I wanted to ask you another question. Do you take Rotation Factor into consideration before entering a trade?
We had another single trade short at 15:12 EST today which was stopped out for a $420 loss. Cumulative profit $780 now

The spreadsheet has been updated: Click here to download a spreadsheet.

If you take a look at the XLS workbook and go to the summary sheet you will see the difference between the amounts won/lost versus the number of winners/losers.

Have a safe weekend everyone.
quote:
Originally posted by BUZZ200

In your image attachment for May10, the single print G(59810)I presume is not a tail. To my understanding single prints can occur anywhere in the MP distribution. I may be wrong.
I wanted to ask you another question. Do you take Rotation Factor into consideration before entering a trade?



Hey Buzz,

No - singles don't form in tails. Singles only form if there are multiple TPO's on either side of single TPOs. Otherwise the single TPOs above and below the Market Profile bell curve are buying and selling tails.
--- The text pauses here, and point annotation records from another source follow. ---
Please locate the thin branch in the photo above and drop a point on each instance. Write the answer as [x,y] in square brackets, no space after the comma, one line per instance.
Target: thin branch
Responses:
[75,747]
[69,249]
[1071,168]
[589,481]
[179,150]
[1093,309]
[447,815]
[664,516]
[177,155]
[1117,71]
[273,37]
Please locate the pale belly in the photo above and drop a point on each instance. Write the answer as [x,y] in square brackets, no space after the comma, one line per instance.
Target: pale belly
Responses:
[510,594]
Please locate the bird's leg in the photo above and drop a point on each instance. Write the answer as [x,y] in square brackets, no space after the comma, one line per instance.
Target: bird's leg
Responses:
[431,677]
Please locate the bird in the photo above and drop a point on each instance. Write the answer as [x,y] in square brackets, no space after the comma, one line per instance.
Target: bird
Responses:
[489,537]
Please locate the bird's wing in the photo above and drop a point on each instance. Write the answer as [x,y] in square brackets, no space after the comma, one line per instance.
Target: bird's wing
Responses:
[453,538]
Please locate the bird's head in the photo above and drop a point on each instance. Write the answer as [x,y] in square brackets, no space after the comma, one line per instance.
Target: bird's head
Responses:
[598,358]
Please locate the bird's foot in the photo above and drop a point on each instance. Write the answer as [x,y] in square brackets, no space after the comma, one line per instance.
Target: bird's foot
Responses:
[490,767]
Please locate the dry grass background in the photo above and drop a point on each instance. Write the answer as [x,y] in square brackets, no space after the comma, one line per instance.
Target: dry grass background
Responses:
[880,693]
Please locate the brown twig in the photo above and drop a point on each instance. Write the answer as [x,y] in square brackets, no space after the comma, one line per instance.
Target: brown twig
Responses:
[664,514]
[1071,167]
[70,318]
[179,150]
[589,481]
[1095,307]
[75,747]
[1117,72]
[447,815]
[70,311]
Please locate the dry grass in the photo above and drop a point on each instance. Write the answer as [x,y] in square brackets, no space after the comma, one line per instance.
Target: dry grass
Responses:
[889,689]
So in order to create a single print we need it to be confirmed. This means that the bracket which is forming the single prints needs to close. In the example you just cited:
Click image for original size
Single Print trade (short) in ER2 on 16 May 2005

the H bracket has to close before the single at G is confirmed. This is because H can still fill in that single and then it wouldn't be a single. Once the H bracket has closed then the single is confirmed.

Yes, I'm always watching the rotation factor. I have a little utility that pops up the Rotation Factors (that I'm watching) at the end of each half hour and sounds an audible alarm and lets me know what the Rotation Factors are. That way I'm always aware of what the RF's are at the end of each half hour and am always aware of what's happening. But I don't check them before I trade because I just refresh my mental image of the market w.r.t. the RF's at each half hour. Here is an example of what the RFTool shows me:
Click image for original size
Rotation Factors at 16:00 on 9 March 2005

It also keeps me abreast of the RF's in multiple markets at the same time so I can see if the RF in the ES is going up and in the ER2 and YM might be going down... which is obviously useful info.

Hope this helps.
Guy
The White Board is a discontinued indicator because its functionality was automated through the use of the DVATool which is much faster and more reliable in managing Single Prints - which is primarily what the White Board was used for.